Who safeguards the inherent rights of refugee children?

Post Date: Dec 29th, 2014 | Categories: Advocacy, VF Opinion | COMMENT

The op-ed by Grenville Cross SC recently published in the SCMP, “Hong Kong’s children need better protection of their rights” is worthy of our attention and comment. Vision First applauds the advocate for attempting to shed light on what constitute the best interest of children and how the government is on the right path to deliver better policies and reforms, albeit slowly.

However, Grenville Cross SC may not be aware of the appalling infringement of the rights of refugee children. Vision First therefore invite him to visit refugee families that are conspicuously sidestepped by the same administration he states is working towards eradicating poverty and enhancing the livelihood of the poor.

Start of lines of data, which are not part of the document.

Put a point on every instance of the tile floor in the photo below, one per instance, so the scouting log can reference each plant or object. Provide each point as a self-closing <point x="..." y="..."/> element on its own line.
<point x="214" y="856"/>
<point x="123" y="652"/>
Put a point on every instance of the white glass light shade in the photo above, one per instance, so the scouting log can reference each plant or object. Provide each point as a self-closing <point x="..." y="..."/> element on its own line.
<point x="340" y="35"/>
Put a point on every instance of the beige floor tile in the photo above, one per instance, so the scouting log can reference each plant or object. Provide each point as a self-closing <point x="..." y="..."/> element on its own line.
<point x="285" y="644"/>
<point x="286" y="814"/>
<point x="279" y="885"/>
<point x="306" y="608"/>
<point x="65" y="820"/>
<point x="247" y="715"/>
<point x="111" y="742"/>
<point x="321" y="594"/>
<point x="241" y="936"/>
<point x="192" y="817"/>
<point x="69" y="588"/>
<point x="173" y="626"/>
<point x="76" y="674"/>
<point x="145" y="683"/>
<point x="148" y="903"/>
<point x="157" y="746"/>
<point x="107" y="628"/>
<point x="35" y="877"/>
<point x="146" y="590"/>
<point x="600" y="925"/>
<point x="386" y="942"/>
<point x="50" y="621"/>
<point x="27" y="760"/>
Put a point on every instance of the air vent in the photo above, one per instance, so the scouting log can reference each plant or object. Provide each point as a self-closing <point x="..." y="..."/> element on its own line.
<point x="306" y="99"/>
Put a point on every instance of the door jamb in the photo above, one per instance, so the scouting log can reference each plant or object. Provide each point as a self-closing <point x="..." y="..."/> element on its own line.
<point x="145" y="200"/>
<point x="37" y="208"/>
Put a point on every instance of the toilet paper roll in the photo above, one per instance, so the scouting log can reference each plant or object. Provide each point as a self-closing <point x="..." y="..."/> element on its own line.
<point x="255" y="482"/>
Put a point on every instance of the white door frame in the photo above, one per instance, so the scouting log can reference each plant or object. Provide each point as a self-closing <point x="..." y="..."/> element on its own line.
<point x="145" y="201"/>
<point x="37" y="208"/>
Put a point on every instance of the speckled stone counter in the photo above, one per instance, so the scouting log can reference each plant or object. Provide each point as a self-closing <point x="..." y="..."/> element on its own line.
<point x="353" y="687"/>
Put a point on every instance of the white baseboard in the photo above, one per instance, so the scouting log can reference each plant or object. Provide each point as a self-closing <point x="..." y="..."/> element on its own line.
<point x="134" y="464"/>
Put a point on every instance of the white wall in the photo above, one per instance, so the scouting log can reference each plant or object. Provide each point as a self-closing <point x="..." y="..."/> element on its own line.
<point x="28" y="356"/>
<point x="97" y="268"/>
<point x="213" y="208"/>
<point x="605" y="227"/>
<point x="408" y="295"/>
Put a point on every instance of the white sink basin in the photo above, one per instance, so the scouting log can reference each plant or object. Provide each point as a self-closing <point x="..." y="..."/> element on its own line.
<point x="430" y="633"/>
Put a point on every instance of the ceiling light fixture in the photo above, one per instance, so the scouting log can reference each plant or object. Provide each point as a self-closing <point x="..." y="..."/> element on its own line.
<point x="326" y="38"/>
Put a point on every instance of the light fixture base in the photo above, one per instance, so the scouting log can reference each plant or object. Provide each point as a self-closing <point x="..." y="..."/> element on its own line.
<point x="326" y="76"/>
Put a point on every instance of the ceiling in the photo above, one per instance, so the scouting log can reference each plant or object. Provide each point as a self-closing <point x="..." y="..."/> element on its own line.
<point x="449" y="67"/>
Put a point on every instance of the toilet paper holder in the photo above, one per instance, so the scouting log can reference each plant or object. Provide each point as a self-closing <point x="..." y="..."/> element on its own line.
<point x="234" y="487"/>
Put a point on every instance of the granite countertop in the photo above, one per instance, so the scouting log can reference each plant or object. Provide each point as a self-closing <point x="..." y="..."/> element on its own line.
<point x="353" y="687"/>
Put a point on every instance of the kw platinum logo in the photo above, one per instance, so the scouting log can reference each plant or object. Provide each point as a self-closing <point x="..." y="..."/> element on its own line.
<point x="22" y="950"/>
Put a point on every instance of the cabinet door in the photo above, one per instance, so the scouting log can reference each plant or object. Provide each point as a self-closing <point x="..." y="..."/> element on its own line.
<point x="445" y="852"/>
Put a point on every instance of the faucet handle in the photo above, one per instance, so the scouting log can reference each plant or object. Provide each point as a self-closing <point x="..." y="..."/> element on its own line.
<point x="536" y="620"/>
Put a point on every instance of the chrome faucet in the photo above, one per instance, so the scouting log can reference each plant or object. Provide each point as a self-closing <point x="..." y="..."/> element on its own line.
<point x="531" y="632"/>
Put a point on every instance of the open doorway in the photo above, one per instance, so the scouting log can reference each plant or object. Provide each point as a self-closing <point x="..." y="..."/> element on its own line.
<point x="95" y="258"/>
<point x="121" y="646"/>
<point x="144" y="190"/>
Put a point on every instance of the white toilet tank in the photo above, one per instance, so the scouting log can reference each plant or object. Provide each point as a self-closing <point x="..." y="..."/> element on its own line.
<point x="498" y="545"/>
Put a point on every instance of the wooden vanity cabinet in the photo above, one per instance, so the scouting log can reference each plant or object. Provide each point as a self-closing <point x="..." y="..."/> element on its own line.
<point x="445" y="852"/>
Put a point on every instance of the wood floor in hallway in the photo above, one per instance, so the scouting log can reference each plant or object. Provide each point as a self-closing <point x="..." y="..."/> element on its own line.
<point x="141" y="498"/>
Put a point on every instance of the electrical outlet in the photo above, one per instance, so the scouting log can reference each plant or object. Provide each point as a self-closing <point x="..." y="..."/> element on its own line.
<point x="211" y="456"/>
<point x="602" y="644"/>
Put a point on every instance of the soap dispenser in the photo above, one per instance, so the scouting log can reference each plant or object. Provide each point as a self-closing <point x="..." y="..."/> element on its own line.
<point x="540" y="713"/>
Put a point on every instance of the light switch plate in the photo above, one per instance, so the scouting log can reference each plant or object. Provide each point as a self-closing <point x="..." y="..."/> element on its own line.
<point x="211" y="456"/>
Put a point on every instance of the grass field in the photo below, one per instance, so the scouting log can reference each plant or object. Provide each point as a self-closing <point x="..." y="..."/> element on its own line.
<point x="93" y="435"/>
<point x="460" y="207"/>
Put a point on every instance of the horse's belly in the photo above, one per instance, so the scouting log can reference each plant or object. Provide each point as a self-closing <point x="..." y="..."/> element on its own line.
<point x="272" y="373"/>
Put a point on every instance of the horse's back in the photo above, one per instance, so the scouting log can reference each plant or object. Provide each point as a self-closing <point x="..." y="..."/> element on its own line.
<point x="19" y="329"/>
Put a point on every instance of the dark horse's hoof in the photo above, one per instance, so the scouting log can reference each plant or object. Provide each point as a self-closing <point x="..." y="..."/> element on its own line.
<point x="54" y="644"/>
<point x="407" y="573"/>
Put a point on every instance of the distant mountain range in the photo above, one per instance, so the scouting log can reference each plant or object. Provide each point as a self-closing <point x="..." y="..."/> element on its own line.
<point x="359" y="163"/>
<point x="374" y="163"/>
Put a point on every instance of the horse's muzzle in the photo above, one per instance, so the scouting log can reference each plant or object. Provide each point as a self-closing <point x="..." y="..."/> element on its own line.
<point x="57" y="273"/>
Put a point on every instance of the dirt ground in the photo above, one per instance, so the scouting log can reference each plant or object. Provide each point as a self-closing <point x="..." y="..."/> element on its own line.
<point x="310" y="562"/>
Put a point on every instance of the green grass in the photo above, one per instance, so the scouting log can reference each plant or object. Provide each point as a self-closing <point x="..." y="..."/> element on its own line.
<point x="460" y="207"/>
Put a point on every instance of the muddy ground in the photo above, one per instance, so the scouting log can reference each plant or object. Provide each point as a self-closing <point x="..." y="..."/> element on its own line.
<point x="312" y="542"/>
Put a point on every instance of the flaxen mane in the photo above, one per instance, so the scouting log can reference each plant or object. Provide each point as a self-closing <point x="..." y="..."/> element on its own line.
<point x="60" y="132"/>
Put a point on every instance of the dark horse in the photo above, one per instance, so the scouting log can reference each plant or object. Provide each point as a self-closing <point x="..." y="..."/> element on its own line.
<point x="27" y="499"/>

He would then witness first-hand how children with refugee parentage are forced to endure the shameful conditions the government claims to be tackling.

The pattern is as disgraceful as it is widespread and Vision First repeats it emphatically: refugee parents are compelled to work illegally to pay living and education costs inexplicably only covered by the government in part; mothers worry their children will go hungry when meager food rations are consumed before the next three monthly collection; children dejectedly skip school when travelling allowances are exhausted; students are discriminate against because they cannot afford to buy school books, lunch-boxes, uniforms, or join extra-curriculum activities, or bring cake to birthday parties.

Nobody is under any illusion about the challenges and cost of raising children in our expensive city. Basic but necessary expenses disregarded by the government can only be met by refugee parents if they either humble themselves by begging, or stoically risk incarceration by engage in illegal work, both activities presenting predictable and unenviable drawbacks.

While charity is neither sufficient nor dependable in the long term (NGO workers cherry-pick the fortunate), work is outlawed as a serious crime punishable by a mandatory custodial sentence (maximum 36 month jail and 50,000$ fine). Since parents are stigmatized as unwelcome vagrants denied legal and economic rights, refugee children are often condemned to live without one at home if a parent is jailed for earning money for food, clothes, transport or school.

All this happening in dreadful, unsanitary living conditions, frequently in slums, and under unending psychological distress. In fact, refugee children are condemned to suffer 40 percent below the poverty line, without any prospects of improving prospects as parents are legally prevented from earning a living. And this without taking into account the statelessness they are generally condemned to when parents are fearful of their consulate authorities.

Vision First raises alarming questions about the vulnerability of refugee children:

  • Why are refugee children ignored despite falling well below what is provided to the poorest resident children?
  • Why do authorities fail to address the huge criticism in UN reports, including this one by the Committee on the Rights of the Child?
  • Will the Child Protection Institute promote the rights and wellbeing of refugee children, who are the veritable invisible and untouchable in our society?
  • When will HK government safeguard the inherent rights of these children?